Biodivine is a Life + 2009 project that deals with managing biodiversity in vine-growing lands. This project was started in 2010 and forecast to finish in 2014 and its main aim is to demonstrate the benefits offered by functional biological diversity.
At Albet i Noya we couldn’t miss out on being involved in a project with an environmental
focus that tries to improve the amount and quality of the elements remaining in the
fields, following the guidelines that this implies and helping to improve habitats.
To contribute, in this way, to nature conservation and also to environmental quality,
promoting the aesthetic values of our marvellous landscape which, in our case, surrounds
us in the middle of Subirats, amongst the Costers del Ordal mountains.
Therefore, believing in this instrument, we got involved in this project with the intention
of improving whatever was within our reach. We have therefore worked very hard along
several lines: in many steep sloping vineyards we have planted different species of trees
like holm-oaks, pines and oaks in the upper parts and oleander in the lower parts. In
places where the slopes are less inclined and not very high, we have planted arbutus
(also known as the “strawberry tree”). More recently, on a very steep slope, we have
planted more than 7 different autochthonous species of trees and bushes (junipers,
pomegranates, ...) all with the intention of steadying the soil and providing a habitat and
food for various species of animals and insects.
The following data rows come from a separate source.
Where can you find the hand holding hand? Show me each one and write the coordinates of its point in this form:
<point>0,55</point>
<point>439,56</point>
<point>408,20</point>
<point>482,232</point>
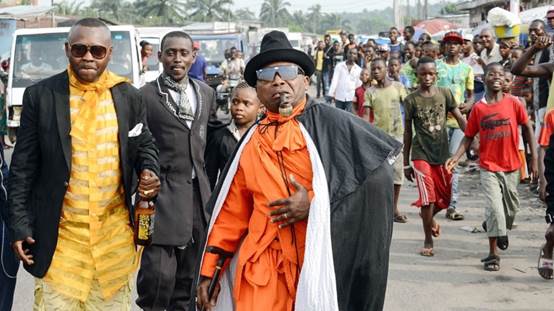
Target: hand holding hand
<point>24,254</point>
<point>149,184</point>
<point>450,164</point>
<point>202,300</point>
<point>294,208</point>
<point>409,173</point>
In line with this idea, we use sexual confusion throughout the estates in order to treat the
insects’ affectation in the most natural way possible.
dditionally, for greater soil sustainability and to favour conservation due to erosion,
we have vegetal ground covers throughout the vineyards for 6 months of the year and
during the remaining 6 months, a ⅓ of the plots remain covered. These are sometimes
spontaneous cases but mostly they are strewn with various leguminous species that
naturally fix nitrogen from the air and never contaminate the water tables, nourishing the
plants and soil microorganisms.
And finally, and with the aim of conserving what we consider to be a Mediterranean and
traditionally vine-growing land, we already have a total of 4.018 metres of dry-stone
walls, which we have recovered over the last four years. We have built some and we have
also made new ones by organising 6 two-day courses every year. These courses have
been carried out to show the local people how to restore and build with the dry-stone
technique, these terraces that shape the vineyards landscapes of the Ordal hillside on
terraces that we hope will one day be considered to be World Heritage by the UNESCO .
These ancestral dry-stone constructions also mean improving on our forefathers’ legacy,
and habitat for many animals like lizards, wall lizards, crickets, spiders, worms, snails, ...
We will therefore continue pushing forward trying to fight in the way that most suits
conservation and environmental improvement.